Indeed, the Senate committee Wednesday also passed several bills aimed at expanding gun rights. The most sweeping, proposed by Sen. Richard H. Black (R-Loudoun), would do away with the need to obtain a government permit to carry a concealed weapon.
The committee scrapped legislation that would have required applicants to demonstrate competence with a handgun before receiving a concealed handgun permit. It rejected a measure to outlaw the open carry of loaded firearms in public places with some exceptions.
Two bills meant to prohibit children as young as 4 from using a firearm or pneumatic gun drew impassioned testimony after it became clear that the measures would apply to BB guns. Bill Heipp of Midlothian stepped up to tell the committee that he taught his sons how to shoot at a young age.
“None of my kids are afraid of guns,” he said. “A lot of that is because they were introduced in a safe environment, at an early age, and given good coaching by a concerned parent. This bill would stuff all that.”
Sen. David W. Marsden (D-Fairfax), whose bill would have applied to children as old as 7, said he would be willing to amend it so it would not apply to BB guns.

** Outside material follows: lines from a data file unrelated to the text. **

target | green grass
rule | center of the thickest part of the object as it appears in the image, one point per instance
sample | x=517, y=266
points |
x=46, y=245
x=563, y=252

But the committee showed no appetite for that, either.
Democrats who sponsored the gun-control bills were hardly surprised.
“It’s not like I didn’t see that one coming,” Sen. L. Louise Lucas (D-Portsmouth) told the committee after it rejected one of her bills, which would have required all buyers at gun shows to undergo background checks before purchasing firearms. Current law requires gun dealers to make those checks, but not private sellers.
Marsden expressed frustration after the meeting.
“Guns are not our problem; obsession with guns is our problem,” he said. “It is the primary voter in Republican districts, several thousand people, who are . . . making it impossible for our legislators to do anything regardless of how benign it may be because it’s the camel’s nose under the tent.”
But gun-rights supporters said the measures would have infringed upon the rights of responsible, law-abiding people.
The committee approved several gun-rights bills, including one that would allow the state’s judges to carry concealed weapons without a permit. Another would allow retired law-
enforcement officers who annually meet the training and qualifications of active officers to carry concealed handguns in airports and schools.
The most far-reaching of the approved bills was Black’s, which would lift the permitting requirement for carrying a concealed weapon. The measure, which he referred to as “constitutional carry,” now goes to the full Senate for its consideration.
“It’s based on the idea that the Second Amendment is a constitutional right and that citizens have a right to carry firearms without permission of the government,” Black said. “It’s analogous to the First Amendment, where you don’t need a government permit to tell you what you can say and what you can’t.”
Under the bill, the state would continue to issue concealed handgun permits for people who want them, as might be the case for those who travel with their guns out of state, Black said. People who are not entitled to carry concealed weapons under current law, such as felons, would still be prohibited from doing so.